Il se tourna alors vers Puggy, lequel recoiffait ses longues boucles blondes, comme si de rien n’était, en sifflotant doucement, feignant de ne pas se sentir concerné en quoi que ce soit par les critiques virulentes de l’entraineur.
- Toi ! – rugit de nouveau l’humain en pointant un doigt accusateur en direction de la vedette halfling. – Qu’est ce que t’as foutu, espèce de fiente de blaireau dysentérique !
- Il m’veut quoi encore celui-là ? – réagit avec suffisance la star en jetant un regard dédaigneux à l’entraineur. – Heureusement que Puggy était là ce soir, sinon cette équipe de minables aurait pris une sacrée râclée.
- Ducon, je t’avais prévenu ! – le coach se jeta sur le halfling, l’agrippa des deux mains et le souleva de terre en lui hurlant au visage. – Je vais te faire bouffer les noix qui te servent de couilles jusqu’à ce que tu comprennes !
- Qu’il lâche Puggy celui-là ! – brailla le joueur dans un élan de panique soudaine, la sueur dégoulinant à grosses gouttes le long de ses joues replètes. – Il va le regretter, Puggy va se plaindre à la Ligue ! On ne touche pas à Puggy impunément !
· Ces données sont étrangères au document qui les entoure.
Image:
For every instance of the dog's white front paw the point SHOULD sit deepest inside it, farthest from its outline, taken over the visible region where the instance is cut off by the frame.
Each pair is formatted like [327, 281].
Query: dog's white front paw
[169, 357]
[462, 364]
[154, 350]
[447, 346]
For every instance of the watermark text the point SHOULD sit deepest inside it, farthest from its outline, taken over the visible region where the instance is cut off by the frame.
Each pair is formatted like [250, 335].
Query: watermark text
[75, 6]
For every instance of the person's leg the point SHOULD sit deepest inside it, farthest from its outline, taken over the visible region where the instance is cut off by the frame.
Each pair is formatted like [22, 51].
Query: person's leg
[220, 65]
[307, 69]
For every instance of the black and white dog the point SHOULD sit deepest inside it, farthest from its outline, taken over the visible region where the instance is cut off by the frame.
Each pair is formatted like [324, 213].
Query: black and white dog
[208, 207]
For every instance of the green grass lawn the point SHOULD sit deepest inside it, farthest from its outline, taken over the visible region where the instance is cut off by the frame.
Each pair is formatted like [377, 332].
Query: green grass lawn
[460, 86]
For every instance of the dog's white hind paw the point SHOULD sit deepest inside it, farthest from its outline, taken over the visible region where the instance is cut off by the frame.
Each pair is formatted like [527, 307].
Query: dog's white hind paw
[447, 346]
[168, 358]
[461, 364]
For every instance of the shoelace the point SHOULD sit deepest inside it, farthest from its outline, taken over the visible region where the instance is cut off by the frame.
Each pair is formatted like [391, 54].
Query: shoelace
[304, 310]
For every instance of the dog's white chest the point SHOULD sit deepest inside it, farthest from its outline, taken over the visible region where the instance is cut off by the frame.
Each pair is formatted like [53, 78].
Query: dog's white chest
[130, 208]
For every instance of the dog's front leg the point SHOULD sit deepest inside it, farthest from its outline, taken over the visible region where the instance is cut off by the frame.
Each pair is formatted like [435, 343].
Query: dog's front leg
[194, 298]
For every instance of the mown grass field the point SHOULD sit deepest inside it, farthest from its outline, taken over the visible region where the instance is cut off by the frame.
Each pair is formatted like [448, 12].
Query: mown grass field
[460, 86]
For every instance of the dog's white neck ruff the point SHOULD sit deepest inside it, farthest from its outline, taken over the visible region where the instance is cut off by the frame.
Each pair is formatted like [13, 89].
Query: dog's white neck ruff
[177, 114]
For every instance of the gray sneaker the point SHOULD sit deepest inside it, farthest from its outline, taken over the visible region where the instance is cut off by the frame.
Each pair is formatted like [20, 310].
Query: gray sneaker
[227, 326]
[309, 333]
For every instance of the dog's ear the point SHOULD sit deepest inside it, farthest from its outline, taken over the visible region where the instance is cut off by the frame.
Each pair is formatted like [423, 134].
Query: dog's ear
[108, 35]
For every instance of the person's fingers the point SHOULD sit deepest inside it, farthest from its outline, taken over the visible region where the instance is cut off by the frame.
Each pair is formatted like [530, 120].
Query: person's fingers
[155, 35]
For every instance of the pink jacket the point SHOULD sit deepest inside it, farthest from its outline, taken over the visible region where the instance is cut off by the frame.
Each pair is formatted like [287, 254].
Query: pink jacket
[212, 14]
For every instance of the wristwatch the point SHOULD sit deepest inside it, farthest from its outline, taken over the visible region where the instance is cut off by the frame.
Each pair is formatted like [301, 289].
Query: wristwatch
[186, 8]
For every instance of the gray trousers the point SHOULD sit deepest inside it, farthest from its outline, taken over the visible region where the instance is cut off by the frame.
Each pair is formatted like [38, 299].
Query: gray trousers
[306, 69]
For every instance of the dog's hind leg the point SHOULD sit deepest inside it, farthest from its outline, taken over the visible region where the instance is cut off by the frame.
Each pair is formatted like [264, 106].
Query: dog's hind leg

- Vas-y ! Plains-toi, rien à foutre ! – répliqua le coach, excédé, puis il ajouta à l’attention de ses joueurs, restés immobiles durant l’altercation. – Les gars ! Ramenez-moi la grosse pince et le fouet. Monsieur veut aller voir la Commission. On va l’y envoyer nous-mêmes ! Mais d’abord, on va un peu rigoler ! – conclut-il alors que l’expression de son visage se tordait en un rictus maléfique.